Topic: Train Reading: Short Fiction Since 1945
Instructor: Kathy Knapp
Prerequisite: ENGL 1010, 1011, or 2011
This course will examine short fiction that originally appeared in The New Yorker and its role in reflecting, shaping, and educating the burgeoning middle class of the postwar years and resituating them in the contemporary era. By reading the stories of John Cheever, John Updike, Philip Roth, and J.D. Salinger among others, as well as that of contemporary writers such as Jhumpa Lahiri, Sherman Alexi, George Saunders, and Junot Diaz among others alongside cultural, historical, and literary criticism and essays, we will see how this fiction has helped readers of the Professional Managerial Class (PMC) form their identity as they came to “arrive” in the suburbs or transform the city by way of gentrification. Indeed, many of these stories wrestle with the ephemeral anxieties peculiar to their readers’ station in life: numbing conformity, debilitated manhood, marital woes, and perceived professional slights.
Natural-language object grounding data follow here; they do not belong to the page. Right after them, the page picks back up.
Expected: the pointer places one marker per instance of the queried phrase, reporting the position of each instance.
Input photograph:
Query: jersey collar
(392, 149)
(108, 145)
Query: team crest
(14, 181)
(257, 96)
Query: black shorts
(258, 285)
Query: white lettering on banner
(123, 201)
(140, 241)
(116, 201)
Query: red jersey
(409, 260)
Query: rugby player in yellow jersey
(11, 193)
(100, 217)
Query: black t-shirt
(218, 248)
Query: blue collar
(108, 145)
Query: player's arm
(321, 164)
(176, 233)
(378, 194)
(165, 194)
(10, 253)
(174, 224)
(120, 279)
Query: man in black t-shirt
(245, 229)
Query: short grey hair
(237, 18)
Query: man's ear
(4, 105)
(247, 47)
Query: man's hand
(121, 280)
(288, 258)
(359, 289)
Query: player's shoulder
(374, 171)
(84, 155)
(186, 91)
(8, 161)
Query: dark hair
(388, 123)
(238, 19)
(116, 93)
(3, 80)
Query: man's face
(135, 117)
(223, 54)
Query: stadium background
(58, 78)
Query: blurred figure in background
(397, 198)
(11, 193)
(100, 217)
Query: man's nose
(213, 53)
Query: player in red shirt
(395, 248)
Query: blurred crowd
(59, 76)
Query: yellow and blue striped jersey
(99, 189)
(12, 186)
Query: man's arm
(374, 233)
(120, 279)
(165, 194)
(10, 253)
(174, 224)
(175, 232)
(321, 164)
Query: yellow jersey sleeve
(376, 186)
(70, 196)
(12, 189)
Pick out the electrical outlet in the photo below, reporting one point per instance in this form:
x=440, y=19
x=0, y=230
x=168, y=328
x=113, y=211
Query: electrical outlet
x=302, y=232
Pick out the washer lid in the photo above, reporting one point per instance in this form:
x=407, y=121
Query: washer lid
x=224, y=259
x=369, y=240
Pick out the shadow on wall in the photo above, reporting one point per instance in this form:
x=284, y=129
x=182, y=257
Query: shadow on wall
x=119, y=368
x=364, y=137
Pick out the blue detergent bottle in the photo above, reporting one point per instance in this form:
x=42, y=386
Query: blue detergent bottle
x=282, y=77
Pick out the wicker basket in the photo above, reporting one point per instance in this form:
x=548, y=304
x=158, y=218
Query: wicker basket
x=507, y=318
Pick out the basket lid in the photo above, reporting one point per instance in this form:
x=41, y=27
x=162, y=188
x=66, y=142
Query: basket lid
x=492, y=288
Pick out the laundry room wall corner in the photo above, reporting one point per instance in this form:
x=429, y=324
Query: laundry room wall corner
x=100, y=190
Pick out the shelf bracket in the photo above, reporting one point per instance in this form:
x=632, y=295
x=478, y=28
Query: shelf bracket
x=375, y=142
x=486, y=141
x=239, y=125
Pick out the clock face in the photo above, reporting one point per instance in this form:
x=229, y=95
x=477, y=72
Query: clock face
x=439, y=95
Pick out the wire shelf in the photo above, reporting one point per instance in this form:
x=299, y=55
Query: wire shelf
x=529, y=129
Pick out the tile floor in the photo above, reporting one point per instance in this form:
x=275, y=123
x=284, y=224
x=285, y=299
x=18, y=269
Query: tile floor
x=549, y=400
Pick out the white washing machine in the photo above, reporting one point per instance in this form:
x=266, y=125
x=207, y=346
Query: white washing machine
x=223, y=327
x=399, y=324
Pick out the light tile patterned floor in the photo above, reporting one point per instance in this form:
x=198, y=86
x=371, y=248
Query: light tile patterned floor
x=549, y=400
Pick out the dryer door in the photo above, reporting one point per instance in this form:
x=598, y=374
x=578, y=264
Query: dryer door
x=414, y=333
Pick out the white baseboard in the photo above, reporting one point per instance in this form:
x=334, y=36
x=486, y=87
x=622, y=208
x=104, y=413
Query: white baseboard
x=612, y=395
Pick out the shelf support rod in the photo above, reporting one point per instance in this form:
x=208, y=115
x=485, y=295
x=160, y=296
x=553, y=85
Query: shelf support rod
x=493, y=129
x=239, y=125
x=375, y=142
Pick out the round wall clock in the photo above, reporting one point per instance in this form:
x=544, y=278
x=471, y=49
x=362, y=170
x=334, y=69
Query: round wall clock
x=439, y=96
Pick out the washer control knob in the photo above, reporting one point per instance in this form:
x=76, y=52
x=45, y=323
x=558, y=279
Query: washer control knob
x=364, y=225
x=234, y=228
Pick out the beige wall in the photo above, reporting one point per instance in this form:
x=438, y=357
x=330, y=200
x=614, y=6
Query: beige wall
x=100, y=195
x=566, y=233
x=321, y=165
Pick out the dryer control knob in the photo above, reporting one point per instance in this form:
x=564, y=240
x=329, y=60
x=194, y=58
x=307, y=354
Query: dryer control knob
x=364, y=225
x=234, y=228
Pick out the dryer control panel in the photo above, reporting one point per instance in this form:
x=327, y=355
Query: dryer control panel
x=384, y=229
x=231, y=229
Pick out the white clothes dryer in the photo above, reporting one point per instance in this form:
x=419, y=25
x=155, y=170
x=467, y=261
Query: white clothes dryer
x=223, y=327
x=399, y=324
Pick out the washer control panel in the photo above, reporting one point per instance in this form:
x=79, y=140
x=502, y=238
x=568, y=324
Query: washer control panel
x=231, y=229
Still others challenge readers to imaginatively engage in a rapidly changing and increasingly globalized world in ways both productive and problematic. These stories have alternately offered the middle class a glamorized version of themselves, exposed their weaknesses, preyed upon their fears, and both challenged and confirmed their assumptions concerning race, gender, class, and privilege. We will supplement our reading by sampling and discussing representations of the PMC in films, television, and advertising. This course should fulfill the objectives of a General Education course and an Honors course, which is to say it is designed to help you write and think more critically and deeply about the way that fiction interacts with our perceptions of ourselves and the larger world.